The US-led coalition will redeploy hundreds of troops from bases in Iraq including to outside the country, coalition and US officials said Tuesday (March 17th).
The announcement came hours after another rocket attack targeted an Iraqi base where foreign troops are located, the 24th such attack in less than six months.
"The coalition is re-positioning troops from a few smaller bases," said coalition spokesman Myles Caggins.
The first redeployment was taking place Tuesday from al-Qaim, the western base along the border with Syria, a coalition official told AFP.
"A transfer ceremony is taking place today to hand over the facilities to Iraqi forces, and the intent is that all coalition troops will be leaving al-Qaim," the official said.
"It is historic," the official said, adding that about 300 coalition troops would be moved out of the base.
Some had already been redeployed to coalition positions in neighbouring Syria along with artillery, while others would be sent to other bases in Iraq or to Kuwait.
The official denied that the redeployment was a response to a spike over the last week in rocket attacks targeting foreign troops stationed across Iraq, which the US blames on Iran-backed Iraqi factions.
Troops to leave 3 bases
Some 5,200 US forces are positioned across Iraq and form the bulk of the coalition set up in 2014 to help local forces battle the "Islamic State of Iraq and Syria" (ISIS).
They are deployed at about a dozen bases in Iraq alongside local forces.
A US official told AFP that coalition troops would leave three bases. In addition to al-Qaim, troops at the al-Qayyarah and Kirkuk bases in northern Iraq were set to be withdrawn by the end of April.
While al-Qaim has not been hit by rockets, both al-Qayyarah and Kirkuk have faced heavy rocket fire in recent months.
"There was no trigger but the violence helped keep the (withdrawal) pace fast," the official said, noting that overall troop numbers in Iraq would remain the same.
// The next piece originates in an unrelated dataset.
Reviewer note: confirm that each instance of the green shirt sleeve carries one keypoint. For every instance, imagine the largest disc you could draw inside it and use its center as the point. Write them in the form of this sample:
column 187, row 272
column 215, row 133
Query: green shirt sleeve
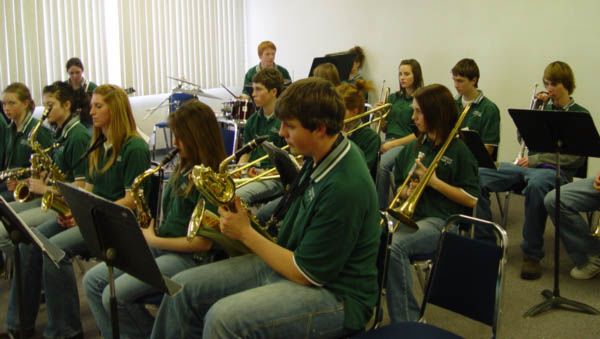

Secretary of State Mike Pompeo warned Iraq Monday the US would retaliate "as necessary" against any new assaults on Americans and "will take additional action as necessary in self-defence".
In a phone call with Iraq's caretaker prime minister Adel Abdul Mahdi, Pompeo said that Baghdad "must defend coalition personnel" who are officially deployed as part of the campaign against ISIS.